The votes are in and Brexit is in favour with a marginal win of 51.9 percent.
After a hotly debated referendum that has gripped all corners of the world, the UK is to leave the European Union. Supporters of Brexit shared a number of reasons for the UK to go alone, and cited differing opinions on the economy, employment, immigration policies and consumer affairs than supporters in the remain camp. Brexit supporters believe that relieving themselves from the EU will free them of burdening regulations, help control immigration and ultimately create more jobs.
There have already been immediate effects of Brexit including the plummeting of the pound, the lowest it has been since 1985, along with the decline in the FTSE. Plus the recent stepping down of Prime Minister David Cameron has shocked the world.

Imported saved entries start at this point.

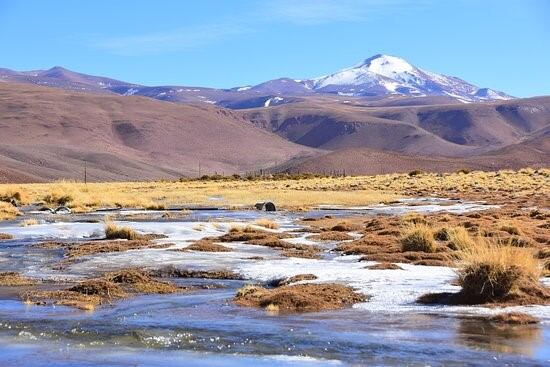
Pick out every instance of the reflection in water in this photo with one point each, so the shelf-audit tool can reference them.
(502, 338)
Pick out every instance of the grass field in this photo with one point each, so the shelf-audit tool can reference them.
(290, 193)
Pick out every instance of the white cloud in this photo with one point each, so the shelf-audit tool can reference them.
(312, 12)
(168, 41)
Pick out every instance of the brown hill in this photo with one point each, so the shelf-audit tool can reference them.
(534, 152)
(49, 133)
(441, 130)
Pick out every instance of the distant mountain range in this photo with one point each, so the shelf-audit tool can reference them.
(380, 76)
(382, 115)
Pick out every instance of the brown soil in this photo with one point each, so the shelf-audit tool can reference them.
(306, 252)
(13, 279)
(384, 266)
(99, 287)
(273, 240)
(62, 297)
(173, 272)
(330, 236)
(5, 236)
(258, 258)
(140, 281)
(527, 293)
(76, 250)
(514, 318)
(206, 245)
(295, 279)
(299, 298)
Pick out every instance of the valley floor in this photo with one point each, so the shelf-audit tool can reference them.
(73, 294)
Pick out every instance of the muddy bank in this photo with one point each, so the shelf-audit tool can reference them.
(299, 298)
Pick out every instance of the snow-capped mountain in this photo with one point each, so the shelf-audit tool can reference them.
(379, 76)
(387, 75)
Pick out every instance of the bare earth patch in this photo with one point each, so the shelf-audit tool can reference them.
(206, 245)
(173, 272)
(295, 279)
(384, 266)
(514, 318)
(13, 279)
(299, 298)
(331, 236)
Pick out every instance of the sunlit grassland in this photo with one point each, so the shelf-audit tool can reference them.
(286, 193)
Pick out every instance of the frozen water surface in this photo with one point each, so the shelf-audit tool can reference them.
(204, 328)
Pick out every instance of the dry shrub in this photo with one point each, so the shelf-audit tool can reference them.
(62, 297)
(113, 231)
(99, 287)
(8, 211)
(13, 279)
(29, 222)
(173, 272)
(514, 318)
(384, 266)
(491, 272)
(344, 227)
(330, 236)
(58, 197)
(140, 281)
(418, 237)
(460, 239)
(95, 247)
(206, 245)
(299, 298)
(294, 279)
(414, 218)
(511, 228)
(10, 195)
(267, 223)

In the midst of this historic whirlwind taking place, we can’t help but question what will happen to the property market – specifically for South East Asia.
Director of Cornerstone International Properties, Virata Thaivasigamony, commented that Brexit could be considered as a silver lining for overseas property investors, as a weak pound creates more opportunities in terms of currency exchange rates. Not to mention parents who send their children to the UK for university will also save on tuition fees. Nevertheless, British property will remain attractive to high-net-worth buyers, a sentiment that is echoed by property firms Knight Frank, Savills and Jones Lang LaSalle.
Questions continue to arise and changes, if any, for the property market are expected to be slow. Whilst it is remains that investors wanting to enter the UK market should carry out their due diligence, it cannot be ignored the opportunity to invest in UK property is at a historically low rate.